= The Murder =

Cinematic score by Bernard Herrmann

"The Murder" is a cue in the cinematic score written and composed by Bernard Herrmann for the horror-thriller film Psycho (1960) directed by Alfred Hitchcock. The score, its second movement in particular, is well recognized as one of the most famous scores in film history. It was composed for an orchestral string section.

== Psychos shower scene==
The cue was composed for the famous shower scene, the murder of Janet Leigh's character, Marion Crane. Hitchcock originally wanted the sequence (and all motel scenes) to play without music, but Herrmann insisted he try it with the cue he had composed. Afterward, Hitchcock agreed that it vastly intensified the scene, and he nearly doubled Herrmann's salary.

==Movements==
The score is divided into three main movements:

- 1st Movement
The first movement of the score is made up of multiple runs, trills, and short, staccato stabs played agitato. While there is no direct melody, the fast-paced runs constantly shift between the keys of F, F♯, C♯, and D, with a few sections played in G. A notable feature that Herrmann implemented is the use of alternating eighth-note semitones to create a sense of approaching and imminent danger.
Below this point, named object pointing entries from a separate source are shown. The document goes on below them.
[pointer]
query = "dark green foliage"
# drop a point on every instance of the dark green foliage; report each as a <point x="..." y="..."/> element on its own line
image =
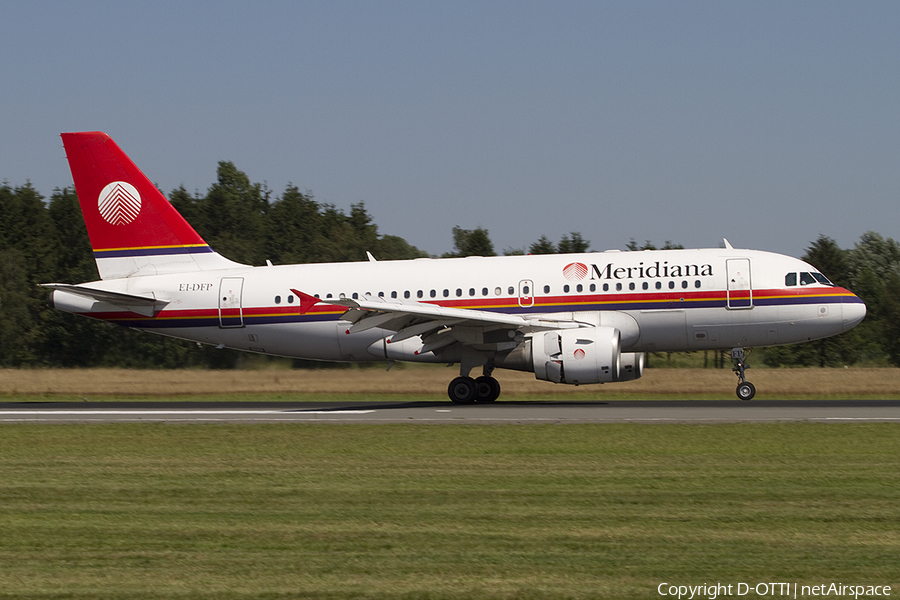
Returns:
<point x="471" y="242"/>
<point x="573" y="243"/>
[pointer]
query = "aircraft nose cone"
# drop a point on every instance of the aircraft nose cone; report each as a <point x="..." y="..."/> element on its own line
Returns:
<point x="854" y="311"/>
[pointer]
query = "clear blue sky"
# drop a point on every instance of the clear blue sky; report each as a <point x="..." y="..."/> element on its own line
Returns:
<point x="768" y="123"/>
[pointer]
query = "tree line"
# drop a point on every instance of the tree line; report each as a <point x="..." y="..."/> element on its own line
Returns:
<point x="45" y="240"/>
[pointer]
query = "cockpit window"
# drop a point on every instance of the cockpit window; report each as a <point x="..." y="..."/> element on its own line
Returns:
<point x="822" y="279"/>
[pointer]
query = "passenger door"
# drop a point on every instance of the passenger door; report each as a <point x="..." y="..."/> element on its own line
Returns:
<point x="740" y="288"/>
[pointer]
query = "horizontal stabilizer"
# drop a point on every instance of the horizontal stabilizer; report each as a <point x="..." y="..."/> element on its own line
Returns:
<point x="143" y="305"/>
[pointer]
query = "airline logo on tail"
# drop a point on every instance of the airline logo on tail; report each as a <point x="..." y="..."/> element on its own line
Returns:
<point x="119" y="203"/>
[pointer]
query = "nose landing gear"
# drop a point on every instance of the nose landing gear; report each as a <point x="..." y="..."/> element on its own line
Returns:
<point x="745" y="389"/>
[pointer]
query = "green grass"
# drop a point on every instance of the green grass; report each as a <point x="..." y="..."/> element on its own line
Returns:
<point x="417" y="511"/>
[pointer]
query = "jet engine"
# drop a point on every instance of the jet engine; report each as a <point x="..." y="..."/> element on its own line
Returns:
<point x="583" y="355"/>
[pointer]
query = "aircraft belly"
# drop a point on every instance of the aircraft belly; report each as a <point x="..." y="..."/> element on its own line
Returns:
<point x="661" y="330"/>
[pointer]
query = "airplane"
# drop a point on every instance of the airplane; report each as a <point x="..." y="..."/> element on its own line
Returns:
<point x="568" y="318"/>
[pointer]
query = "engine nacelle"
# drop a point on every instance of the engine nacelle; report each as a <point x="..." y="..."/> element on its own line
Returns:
<point x="576" y="356"/>
<point x="631" y="366"/>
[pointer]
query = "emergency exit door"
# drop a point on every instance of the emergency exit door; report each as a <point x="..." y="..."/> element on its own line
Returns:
<point x="230" y="312"/>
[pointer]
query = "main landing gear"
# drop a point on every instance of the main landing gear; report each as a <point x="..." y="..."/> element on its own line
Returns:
<point x="465" y="390"/>
<point x="745" y="389"/>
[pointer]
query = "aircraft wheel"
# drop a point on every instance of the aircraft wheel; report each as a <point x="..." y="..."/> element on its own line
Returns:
<point x="746" y="390"/>
<point x="462" y="390"/>
<point x="487" y="389"/>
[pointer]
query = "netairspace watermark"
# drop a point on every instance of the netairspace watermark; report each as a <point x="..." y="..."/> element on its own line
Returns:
<point x="772" y="590"/>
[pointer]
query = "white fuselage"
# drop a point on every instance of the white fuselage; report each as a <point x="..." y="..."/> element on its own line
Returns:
<point x="671" y="300"/>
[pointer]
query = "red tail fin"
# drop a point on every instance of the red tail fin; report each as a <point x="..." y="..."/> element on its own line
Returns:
<point x="133" y="228"/>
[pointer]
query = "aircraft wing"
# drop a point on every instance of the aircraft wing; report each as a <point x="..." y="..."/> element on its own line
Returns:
<point x="143" y="305"/>
<point x="438" y="326"/>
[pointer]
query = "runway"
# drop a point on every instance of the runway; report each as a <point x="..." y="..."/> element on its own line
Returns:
<point x="511" y="412"/>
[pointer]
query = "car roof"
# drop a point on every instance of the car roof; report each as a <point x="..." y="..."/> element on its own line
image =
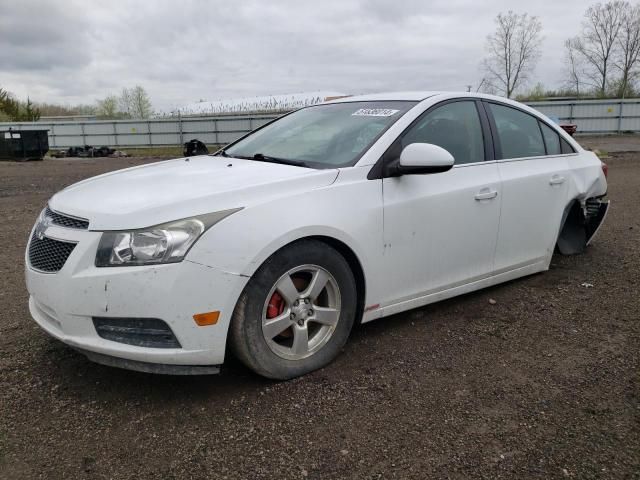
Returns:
<point x="388" y="96"/>
<point x="418" y="96"/>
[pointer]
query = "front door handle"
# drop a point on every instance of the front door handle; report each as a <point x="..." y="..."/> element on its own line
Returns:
<point x="486" y="194"/>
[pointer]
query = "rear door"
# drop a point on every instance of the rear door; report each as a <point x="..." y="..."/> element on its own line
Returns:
<point x="534" y="174"/>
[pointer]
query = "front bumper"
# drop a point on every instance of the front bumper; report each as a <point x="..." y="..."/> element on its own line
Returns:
<point x="65" y="303"/>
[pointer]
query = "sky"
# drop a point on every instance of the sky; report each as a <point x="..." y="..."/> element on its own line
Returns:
<point x="72" y="51"/>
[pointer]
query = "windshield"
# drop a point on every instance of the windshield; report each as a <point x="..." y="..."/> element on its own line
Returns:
<point x="323" y="136"/>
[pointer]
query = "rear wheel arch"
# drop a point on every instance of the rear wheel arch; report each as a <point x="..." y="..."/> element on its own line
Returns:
<point x="572" y="237"/>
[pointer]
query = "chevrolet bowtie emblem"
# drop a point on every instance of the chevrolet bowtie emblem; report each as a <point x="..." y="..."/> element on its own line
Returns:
<point x="41" y="228"/>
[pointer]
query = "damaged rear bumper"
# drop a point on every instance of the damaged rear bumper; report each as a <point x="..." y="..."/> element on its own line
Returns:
<point x="595" y="212"/>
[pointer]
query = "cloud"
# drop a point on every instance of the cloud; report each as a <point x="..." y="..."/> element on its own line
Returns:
<point x="78" y="51"/>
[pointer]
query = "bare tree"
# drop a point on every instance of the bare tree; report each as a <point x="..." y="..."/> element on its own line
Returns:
<point x="628" y="42"/>
<point x="108" y="107"/>
<point x="124" y="102"/>
<point x="514" y="49"/>
<point x="574" y="66"/>
<point x="596" y="44"/>
<point x="140" y="102"/>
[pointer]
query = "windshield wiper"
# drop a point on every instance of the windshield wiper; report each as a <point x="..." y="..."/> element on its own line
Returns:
<point x="266" y="158"/>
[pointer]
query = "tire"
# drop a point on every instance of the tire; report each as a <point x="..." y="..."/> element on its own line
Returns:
<point x="267" y="306"/>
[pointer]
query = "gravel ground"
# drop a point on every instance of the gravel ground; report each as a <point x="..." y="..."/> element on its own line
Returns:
<point x="541" y="383"/>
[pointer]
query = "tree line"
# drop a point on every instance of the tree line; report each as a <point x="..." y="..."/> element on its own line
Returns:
<point x="602" y="60"/>
<point x="131" y="103"/>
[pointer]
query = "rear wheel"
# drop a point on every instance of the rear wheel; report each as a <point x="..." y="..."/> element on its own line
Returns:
<point x="296" y="312"/>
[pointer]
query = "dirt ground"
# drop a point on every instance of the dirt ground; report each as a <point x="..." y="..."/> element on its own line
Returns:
<point x="542" y="384"/>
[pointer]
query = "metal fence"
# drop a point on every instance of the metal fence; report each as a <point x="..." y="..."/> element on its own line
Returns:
<point x="217" y="130"/>
<point x="591" y="116"/>
<point x="595" y="116"/>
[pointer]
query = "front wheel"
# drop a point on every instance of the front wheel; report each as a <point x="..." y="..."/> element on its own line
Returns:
<point x="296" y="313"/>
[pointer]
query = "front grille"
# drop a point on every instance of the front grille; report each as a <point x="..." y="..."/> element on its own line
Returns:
<point x="48" y="255"/>
<point x="141" y="332"/>
<point x="66" y="221"/>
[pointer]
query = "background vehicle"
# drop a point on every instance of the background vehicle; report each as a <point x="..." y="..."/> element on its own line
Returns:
<point x="335" y="214"/>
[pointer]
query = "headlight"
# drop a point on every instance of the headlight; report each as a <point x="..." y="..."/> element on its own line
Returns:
<point x="166" y="243"/>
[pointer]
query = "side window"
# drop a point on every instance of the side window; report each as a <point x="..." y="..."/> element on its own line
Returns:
<point x="455" y="127"/>
<point x="518" y="132"/>
<point x="551" y="139"/>
<point x="566" y="148"/>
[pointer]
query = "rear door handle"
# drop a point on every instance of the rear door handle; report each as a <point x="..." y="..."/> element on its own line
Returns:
<point x="486" y="194"/>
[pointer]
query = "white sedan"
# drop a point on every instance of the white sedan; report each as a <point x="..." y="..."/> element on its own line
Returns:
<point x="334" y="214"/>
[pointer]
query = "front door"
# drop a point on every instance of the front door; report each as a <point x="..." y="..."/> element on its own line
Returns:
<point x="440" y="229"/>
<point x="534" y="176"/>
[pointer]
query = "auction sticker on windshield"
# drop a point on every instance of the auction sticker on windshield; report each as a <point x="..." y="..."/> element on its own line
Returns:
<point x="374" y="112"/>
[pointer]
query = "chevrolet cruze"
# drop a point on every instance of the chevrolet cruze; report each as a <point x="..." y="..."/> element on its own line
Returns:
<point x="335" y="214"/>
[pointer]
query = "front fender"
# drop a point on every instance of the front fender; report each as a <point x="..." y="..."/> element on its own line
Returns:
<point x="349" y="211"/>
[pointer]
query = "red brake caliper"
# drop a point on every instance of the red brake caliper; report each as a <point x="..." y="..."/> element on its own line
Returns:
<point x="276" y="305"/>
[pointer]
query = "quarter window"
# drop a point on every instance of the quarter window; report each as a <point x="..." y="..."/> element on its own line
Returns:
<point x="518" y="132"/>
<point x="455" y="127"/>
<point x="551" y="139"/>
<point x="566" y="148"/>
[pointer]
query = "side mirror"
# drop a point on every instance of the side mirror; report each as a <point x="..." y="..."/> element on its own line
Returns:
<point x="422" y="158"/>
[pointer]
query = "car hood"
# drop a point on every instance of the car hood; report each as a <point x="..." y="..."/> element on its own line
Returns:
<point x="160" y="192"/>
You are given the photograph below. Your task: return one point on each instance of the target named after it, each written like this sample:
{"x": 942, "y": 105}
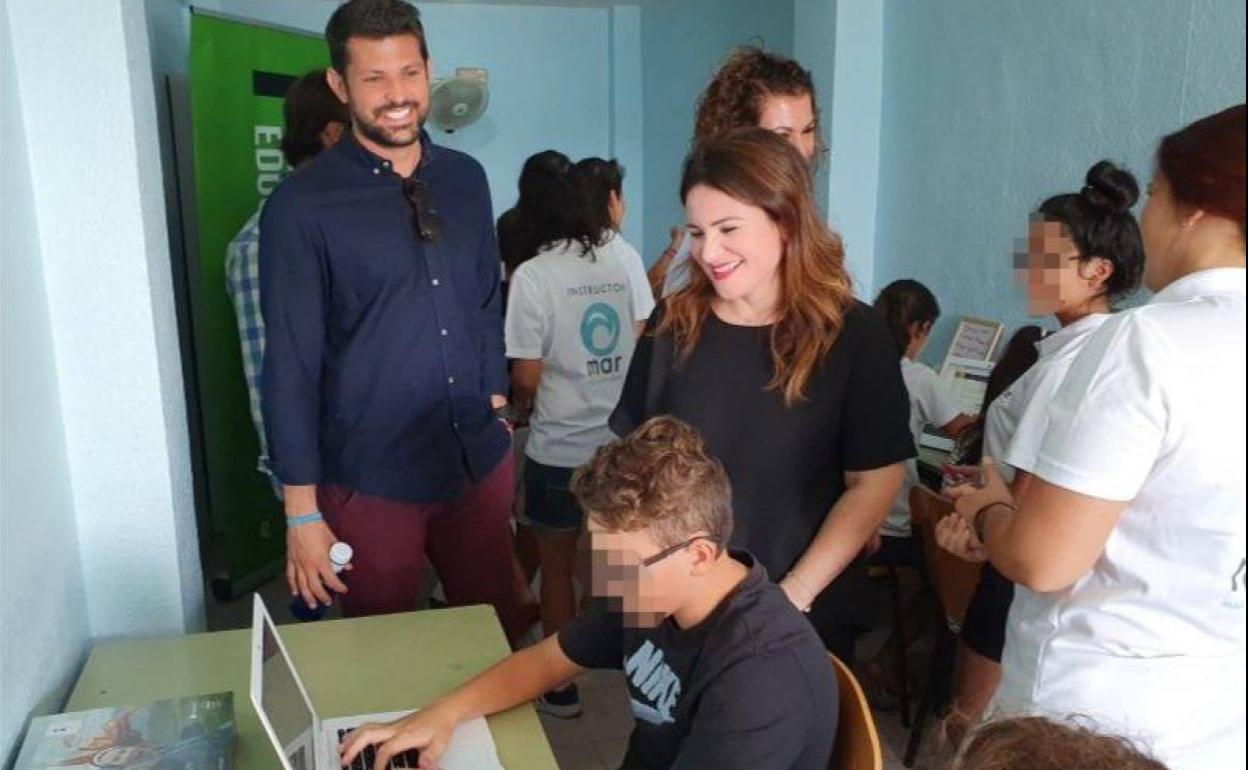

John Williams made this technique famous 15 years later in his score for Steven Spielberg's Jaws (1975). The movement ends with a high Bbm9 chord that crescendoes to an abrupt fermata cutoff.

- 2nd Movement
The second movement is the most recognizable piece of the score: directly after the first movement's fermata, a lone first violin launches directly into a series of discordant, screechy glissandos before being joined by the rest of the string section. This pattern is repeated twice, albeit the second set of glissandos is notated somewhat differently. The movements ends with another fermata.

- 3rd Movement
The cello and contrabass start the third movement with long, low, drawn out dotted half-notes that are answered with minute, staccato stabs from the rest of the string section. The half-notes alternate between E and F 3 three times before going down to C.